Fundamentals is our monthly review of global oil data, this is the May edition.
Our 2018 balances have tightened nominally since last month, with H2 18 balances becoming tighter but Q2 18 going the other way. Near-final data for Q1 18 still shows no stockbuilds, as was expected at the start of the year, with OECD demand performing well over January and February and non-OECD demand having recovered from March onwards. Non-OPEC supplies outside North America continue to underperform and even though Brazilian production managed to grow m/m, it still came in lower than our already feeble expectations. Only Egypt managed to surprise to the upside, leading us to raise our estimates there.
Q2 18 stockdraws have reduced by around 0.1 mb/d relative to last month’s report mainly due to our downward revision to demand estimates. We have reduced Latin American demand growth across the year following the recent collapse in their currencies and deteriorating macroeconomic backdrop, while persistently low fuel oil readings have led us to trim Pakistani demand growth marginally as well. Crude stocks built in April, particularly in Europe, underpinned by record US exports and peak refinery maintenance, and while May builds are less than seasonal averages, the builds are set to continue nonetheless. The draws this quarter will be concentrated in products with crude draws starting from June.

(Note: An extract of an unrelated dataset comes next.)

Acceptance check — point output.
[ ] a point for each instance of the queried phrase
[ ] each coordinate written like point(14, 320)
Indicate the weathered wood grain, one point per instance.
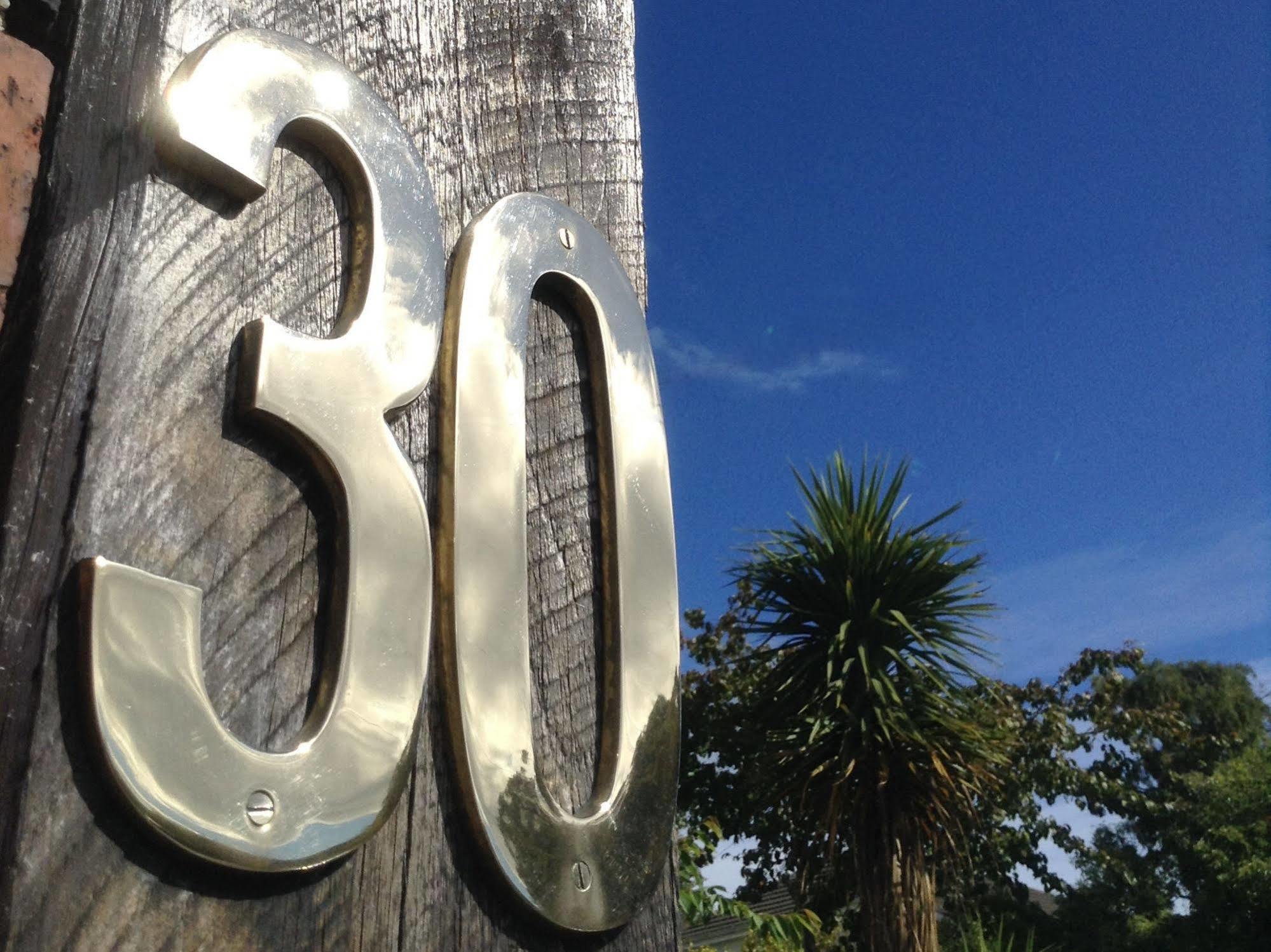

Our H2 18 balances have tightened, unsurprisingly due to US sanctions on Iran, but with Iran likely to fill storage first before cutting production, we do not expect output to fall till Q4 18. Should the dollar sanctions which come into effect within 90 days squeeze buyers by more than we currently expect, we may also need to modify our Q3 18 forecasts. However, compared to our balances last month, our Q4 18 stockdraws are only higher by 0.1 mb/d despite Iranian output cut by 0.37 mb/d. This is because we have raised our Q4 18 forecasts for GCC and Russian production further and now expect combined production from these countries to be 0.50 mb/d. This is also why our non-OPEC forecasts have risen for the year compared to last month.
It is important to note that we do not expect OPEC to start raising production from June—as they will not pre-empt any possible drop in production from Iran. We are simply being conservative and ensuring that our balances allow for ‘cheating’ by signatories. Moreover, while there is talk of some OPEC countries possibly reducing overcompliance, this does not mean that they will start raising production to backfill for losses arising from natural declines in countries such as Angola and Venezuela. Instead, this is about Saudi Arabia and a few other countries bringing their compliance to 100% instead of over-complying. Were this to occur (and so far we have heard no indication that this is even being considered), additional OPEC output would be 0.26 mb/d (by bringing everyone’s compliance to 100% barring Venezuela and Angola), but this would still be far less than the 0.5 mb/d we have already factored in.